The developments have come to light following the recent exit of Beamly CEO Jason Forbes, who simultaneously served as Coty’s chief digital and media officer since 2016.

A Coty spokesperson confirmed Forbes’ exit, and sent the following statement to Adweek: “After a thorough strategic review, it is now our intention for Beamly to no longer operate in its current form. This is in line with our turnaround plan as we aim for a simpler, optimized structure.”

It remains uncertain if Beamly will continue to operate as a result of a process that will involve splitting the outfit including the potential sunsetting of the Beamly brand. Per LinkedIn, Beamly has a headcount of circa 150 employees who will now work across three units: digital media, product and engineering, and creative services. It’s currently unknown if this transition will involve layoffs, although sources say the process may involve transferring headcount.

The Coty statement outlined the move will involve transitioning digital media services to Zenith, Coty’s lead media agency as the company continues to “identify the best way forward for the other groups.”

An eventual timeline, and details in the turnaround plan are also unclear.

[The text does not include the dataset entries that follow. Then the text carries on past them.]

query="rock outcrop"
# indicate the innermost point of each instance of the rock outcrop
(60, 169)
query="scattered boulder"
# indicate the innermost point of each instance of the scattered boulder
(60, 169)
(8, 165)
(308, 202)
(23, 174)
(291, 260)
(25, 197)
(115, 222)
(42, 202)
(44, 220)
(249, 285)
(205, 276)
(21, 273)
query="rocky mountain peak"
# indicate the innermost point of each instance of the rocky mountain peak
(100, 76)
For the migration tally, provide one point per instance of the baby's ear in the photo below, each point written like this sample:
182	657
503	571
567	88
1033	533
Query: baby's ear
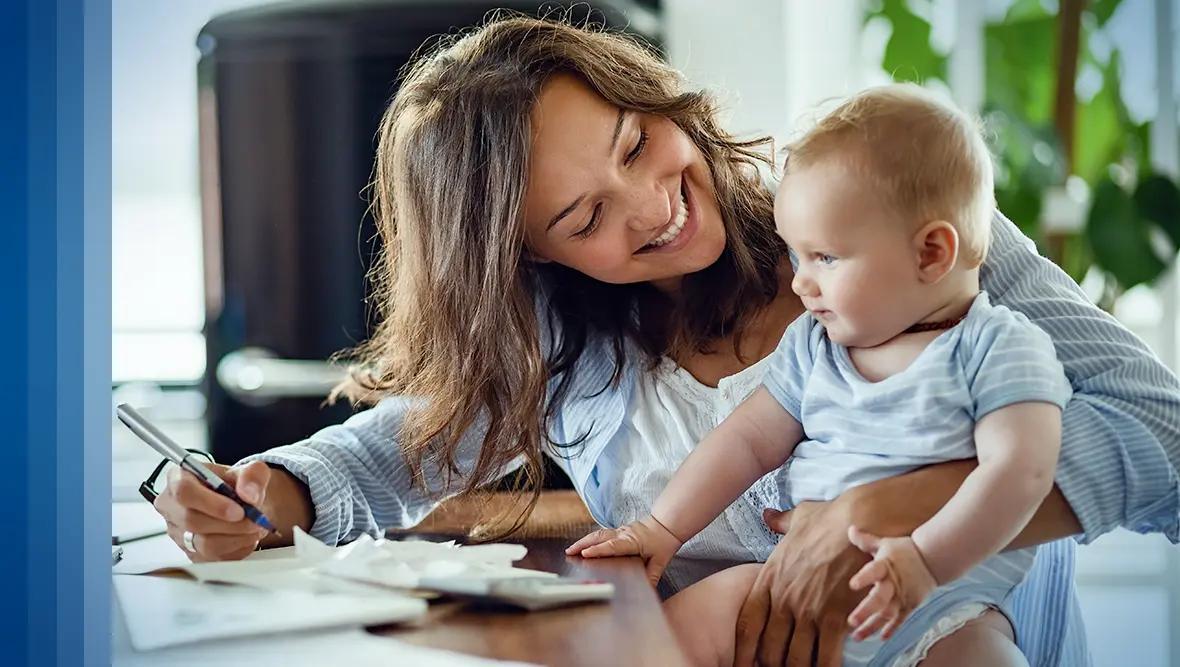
936	246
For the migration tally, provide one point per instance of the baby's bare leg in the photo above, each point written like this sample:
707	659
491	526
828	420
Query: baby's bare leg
705	615
984	641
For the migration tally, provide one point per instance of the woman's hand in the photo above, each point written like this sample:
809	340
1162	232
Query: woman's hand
899	580
218	525
647	538
797	612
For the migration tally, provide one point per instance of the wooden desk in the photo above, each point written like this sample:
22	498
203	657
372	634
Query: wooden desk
630	629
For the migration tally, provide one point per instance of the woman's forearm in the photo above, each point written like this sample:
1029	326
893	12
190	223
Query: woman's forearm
897	505
288	503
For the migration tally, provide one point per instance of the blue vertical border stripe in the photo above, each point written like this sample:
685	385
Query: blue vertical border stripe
14	337
56	344
94	492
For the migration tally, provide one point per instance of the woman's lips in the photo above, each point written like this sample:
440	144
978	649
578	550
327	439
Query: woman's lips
686	234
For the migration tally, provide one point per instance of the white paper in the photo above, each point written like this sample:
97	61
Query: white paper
353	647
163	612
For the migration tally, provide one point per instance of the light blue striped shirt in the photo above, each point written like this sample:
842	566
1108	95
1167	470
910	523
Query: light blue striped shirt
859	431
1120	468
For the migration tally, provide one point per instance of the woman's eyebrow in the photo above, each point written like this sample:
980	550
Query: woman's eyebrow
577	202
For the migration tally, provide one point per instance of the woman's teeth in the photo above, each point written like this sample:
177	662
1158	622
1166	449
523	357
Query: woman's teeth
674	229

Coty purchased Beamly for an undisclosed sum with the digital media specialists acting as an in-house resource to help with marketing efforts across its portfolio of dozens of cosmetics brands that span the consumer, luxury, and professional sectors. During the announcement of that deal, Coty executives were keen to point out that it would continue to work with its existing roster of service providers, such as media agencies—even Beamly was required to pitch against third parties when it came to its brands’ digital RFPs. Camello Pane, who resigned as Coty CEO last year, had also said the deal would help advance efforts to engage with millennial audiences and further its ecommerce efforts. After his departure, the working relationship between the ad tech unit and its owner are understood to have deteriorated.

Since then, Coty has undergone some senior personnel changes such as the appointment of Fiona Hughes as CMO of its consumer beauty division.  This was later followed by a company-wide “turnaround plan” in July of this year that includes “simplifying our operations and organization.”